For Aviram, the Bristol Cable is about looking at stories "from a grass-roots angle" and involving the audience directly, "so the people who are actually experiencing the issue and who are in that current affair are the ones producing the journalism," he said.

Community share funding


The video for The Bristol Cable from the CrowdFunder page

The founders have already received £1,500 in funding from the UK Federation of Co-Operatives, which has been committed to establishing the forthcoming workshops, and are crowdfunding to "give a bit of liquidity after that", until Cantwell-Corn hopes a co-operative model of community shares will fund the project in the long term.

"People pay a nominal amount every year or every six months and become enfranchised with full democratic rights within the co operative," he said. "They contribute to the running of the co-operative and give it some sort of financial support which will be based on one person, one share."

"Mutual-benefit advertising" with other co-operatives, social enterprises, charities and NGOs will also play a part in funding the project, he said, but the community share scheme is where they are pinning their hopes, in "democratising media in the city", a positive circle which Aviram hopes will sustain the co-op into the future.

"If people consider the Bristol Cable to be a public asset and they recognise that this is a local media source that they value then obviously the community share scheme is going to be much more viable," he said. "And in order to get to that we need to raise the funds to have several print editions to generate that confidence."

Co-operative editorial

Mike Jempson, head of the journalism school at Bristol's University of the West of England (UWE), is helping to draft an editorial charter that the founders hope will be as open and democratic as the funding model.

We're trying to bring people in to build the skills so they can create citizen journalism of a high standardAdam Cantwell-Corn, The Bristol Cable
In itself, Aviram and Cantwell-Corn recognise that a democratic editorial process could cause more problems than it is worth, but by rotating the editorship between members on a monthly basis they hope balance can be achieved, giving a voice to members of the community who may not otherwise be heard.

"Instead of the odd blog here or the odd tweet there, we want to bring people in to be real citizen journalists where they're actually conducting long term investigations and they're gaining skills," Cantwell-Corn said.

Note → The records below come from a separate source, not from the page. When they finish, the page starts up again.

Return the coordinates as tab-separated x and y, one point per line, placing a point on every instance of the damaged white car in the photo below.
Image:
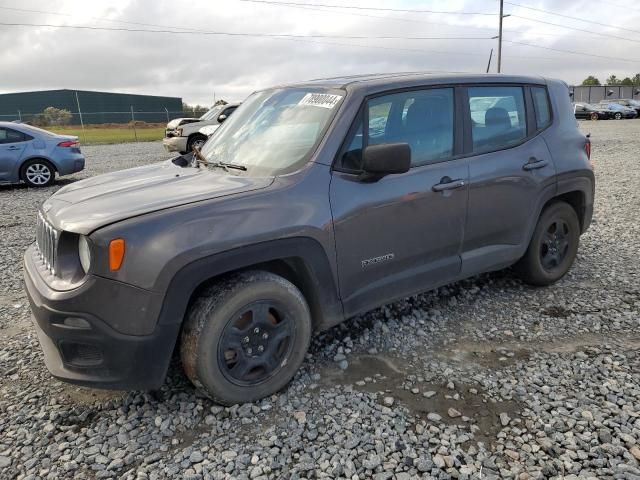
183	134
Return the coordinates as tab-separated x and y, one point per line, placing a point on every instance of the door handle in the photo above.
447	184
534	164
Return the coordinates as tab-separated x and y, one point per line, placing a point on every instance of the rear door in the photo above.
510	171
12	147
403	233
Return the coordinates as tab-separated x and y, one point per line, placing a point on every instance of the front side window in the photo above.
422	118
541	107
274	131
498	118
8	135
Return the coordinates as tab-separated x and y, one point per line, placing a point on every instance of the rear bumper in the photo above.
88	351
175	144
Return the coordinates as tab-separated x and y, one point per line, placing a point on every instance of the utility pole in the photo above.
500	36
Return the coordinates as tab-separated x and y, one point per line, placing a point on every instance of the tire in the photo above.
38	172
227	343
553	246
196	140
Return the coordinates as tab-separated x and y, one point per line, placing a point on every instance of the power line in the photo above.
190	29
575	28
353	7
572	52
617	5
240	34
571	17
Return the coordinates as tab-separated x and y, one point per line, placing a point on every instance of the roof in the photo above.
400	79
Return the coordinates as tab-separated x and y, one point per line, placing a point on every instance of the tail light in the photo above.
116	254
69	144
587	150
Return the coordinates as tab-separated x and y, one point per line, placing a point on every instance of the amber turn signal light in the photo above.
116	254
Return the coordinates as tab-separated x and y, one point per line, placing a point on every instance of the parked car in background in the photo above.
209	130
183	134
314	203
635	104
591	112
35	156
619	111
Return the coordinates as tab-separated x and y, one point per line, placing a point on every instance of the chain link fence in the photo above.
106	127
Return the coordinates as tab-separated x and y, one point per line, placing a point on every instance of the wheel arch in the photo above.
24	161
302	261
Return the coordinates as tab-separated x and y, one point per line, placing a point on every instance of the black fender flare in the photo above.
316	280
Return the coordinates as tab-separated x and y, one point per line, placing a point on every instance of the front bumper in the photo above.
175	144
87	350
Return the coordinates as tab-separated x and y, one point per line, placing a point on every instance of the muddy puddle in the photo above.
388	377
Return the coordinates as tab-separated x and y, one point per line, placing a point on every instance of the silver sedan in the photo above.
34	155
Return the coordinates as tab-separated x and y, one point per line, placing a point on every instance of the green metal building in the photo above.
91	107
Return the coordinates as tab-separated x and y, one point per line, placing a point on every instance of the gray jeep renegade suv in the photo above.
314	202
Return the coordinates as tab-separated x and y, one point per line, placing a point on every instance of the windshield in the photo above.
275	131
213	113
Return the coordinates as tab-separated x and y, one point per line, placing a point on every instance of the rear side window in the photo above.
541	107
11	136
498	118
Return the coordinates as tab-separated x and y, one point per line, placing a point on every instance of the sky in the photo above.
199	64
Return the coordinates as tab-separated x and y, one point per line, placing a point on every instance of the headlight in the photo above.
84	252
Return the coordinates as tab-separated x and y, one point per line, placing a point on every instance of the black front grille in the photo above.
47	243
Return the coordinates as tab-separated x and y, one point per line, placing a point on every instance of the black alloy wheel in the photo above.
555	245
255	343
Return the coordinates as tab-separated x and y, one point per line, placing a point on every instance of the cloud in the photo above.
196	66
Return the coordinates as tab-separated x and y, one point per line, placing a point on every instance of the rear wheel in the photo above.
38	173
245	337
553	246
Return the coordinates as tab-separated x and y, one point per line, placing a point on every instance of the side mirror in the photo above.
385	159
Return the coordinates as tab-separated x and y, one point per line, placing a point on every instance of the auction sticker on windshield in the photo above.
324	100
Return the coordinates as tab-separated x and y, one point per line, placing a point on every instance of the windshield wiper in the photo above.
225	165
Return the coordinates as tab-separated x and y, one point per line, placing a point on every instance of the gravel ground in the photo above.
486	378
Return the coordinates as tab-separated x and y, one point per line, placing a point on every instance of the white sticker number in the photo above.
323	100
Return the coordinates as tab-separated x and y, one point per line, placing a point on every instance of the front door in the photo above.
12	145
401	234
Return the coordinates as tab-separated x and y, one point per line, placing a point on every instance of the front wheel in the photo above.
245	337
553	247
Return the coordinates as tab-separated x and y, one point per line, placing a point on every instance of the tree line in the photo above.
613	80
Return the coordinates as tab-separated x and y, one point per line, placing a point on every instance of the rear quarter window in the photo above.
541	107
498	118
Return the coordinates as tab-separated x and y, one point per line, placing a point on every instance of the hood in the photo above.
86	205
176	122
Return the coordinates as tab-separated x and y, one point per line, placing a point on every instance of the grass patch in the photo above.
104	135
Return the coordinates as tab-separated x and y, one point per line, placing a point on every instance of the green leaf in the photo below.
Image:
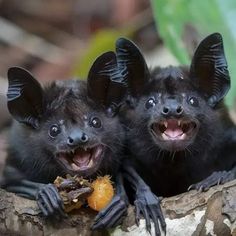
206	17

Reporters will be divided by postcode or area of expertise to provide up-to-date information on local communities while also contextualising larger stories and multimedia.

Aviram, who has worked for Vice, Channel 4 News online and the Israeli-Palestinian media collective 972 Magazine, among others, hopes to feature maps and "interactive infographics" alongside traditional storytelling, using data that is readily available in the public sphere.

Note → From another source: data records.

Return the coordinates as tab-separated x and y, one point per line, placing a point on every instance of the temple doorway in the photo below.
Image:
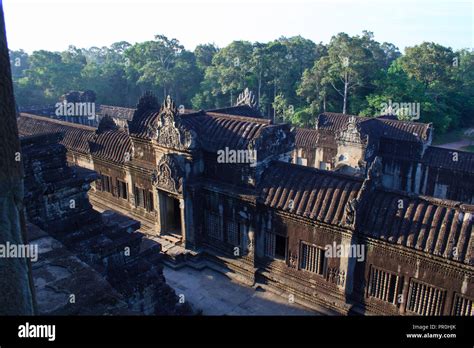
171	215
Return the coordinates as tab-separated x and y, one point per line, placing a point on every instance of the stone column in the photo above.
17	291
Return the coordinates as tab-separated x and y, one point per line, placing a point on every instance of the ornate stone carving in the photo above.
352	133
168	130
246	98
373	181
168	175
336	276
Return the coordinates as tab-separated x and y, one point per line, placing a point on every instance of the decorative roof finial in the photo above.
246	98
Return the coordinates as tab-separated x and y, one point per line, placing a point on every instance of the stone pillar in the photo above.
17	291
184	225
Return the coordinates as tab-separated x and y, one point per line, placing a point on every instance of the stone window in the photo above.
312	258
149	201
233	232
275	246
301	161
139	197
122	189
212	225
324	165
462	306
424	299
106	183
384	285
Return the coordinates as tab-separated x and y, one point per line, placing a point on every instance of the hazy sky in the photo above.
55	24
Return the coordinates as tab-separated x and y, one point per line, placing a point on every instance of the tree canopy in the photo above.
294	79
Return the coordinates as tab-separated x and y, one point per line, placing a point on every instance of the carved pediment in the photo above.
246	98
352	133
168	175
168	130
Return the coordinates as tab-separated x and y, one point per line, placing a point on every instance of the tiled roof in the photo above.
112	145
376	126
337	122
217	131
308	192
305	137
75	136
449	159
117	112
239	110
109	145
437	227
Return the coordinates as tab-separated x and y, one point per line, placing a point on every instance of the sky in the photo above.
55	24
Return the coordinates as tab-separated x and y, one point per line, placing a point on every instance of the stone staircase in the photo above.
175	255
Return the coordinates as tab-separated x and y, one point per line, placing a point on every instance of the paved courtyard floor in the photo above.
216	294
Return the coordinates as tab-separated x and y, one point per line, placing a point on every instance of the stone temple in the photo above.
359	215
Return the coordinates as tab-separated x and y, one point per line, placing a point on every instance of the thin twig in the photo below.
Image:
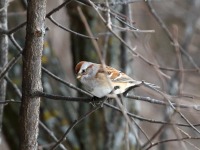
74	124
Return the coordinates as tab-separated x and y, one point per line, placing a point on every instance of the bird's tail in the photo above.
150	84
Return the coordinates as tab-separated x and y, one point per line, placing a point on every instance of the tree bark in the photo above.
3	54
31	82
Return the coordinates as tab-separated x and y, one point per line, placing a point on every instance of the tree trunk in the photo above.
31	82
3	55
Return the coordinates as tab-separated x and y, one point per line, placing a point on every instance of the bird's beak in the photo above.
79	76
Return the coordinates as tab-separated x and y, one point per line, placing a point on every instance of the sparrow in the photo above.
102	80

This may be about "income disparity or economic inequality", he said as an example, which the site will use to "build up a picture of the city in terms of that".

"So we'll map, in a very visualised, colour-coded, interactive way, the spread of betting shops, or pawnbrokers, or cash-for-gold exchanges. And in this way really hit a lot of pertinent issues and do it in a way which is engaging and accessible to a lot of people and serves as a communal resource too."

Workshops

bristol cable workshops
Screenshot of the workshops on offer from The Bristol Cable

"33 hours" of free workshops will be held throughout May and June, said Cantwell-Corn, to train citizen journalists in the tools for the job.

Academics and journalists from the Guardian, The Independent and The Sunday Times will train attendees in mobile journalism, social media, public affairs, WordPress, media law and reporting techniques before working towards the first edition and website launch in July.

"We're making this a genuine, participatory and outreach-led organisation," Cantwell-Corn said, "bringing people in to build the skills so they can create citizen journalism of a high standard which a broad range of people can connect with."

The campaign to crowdfund The Bristol Cable ends on 10 April.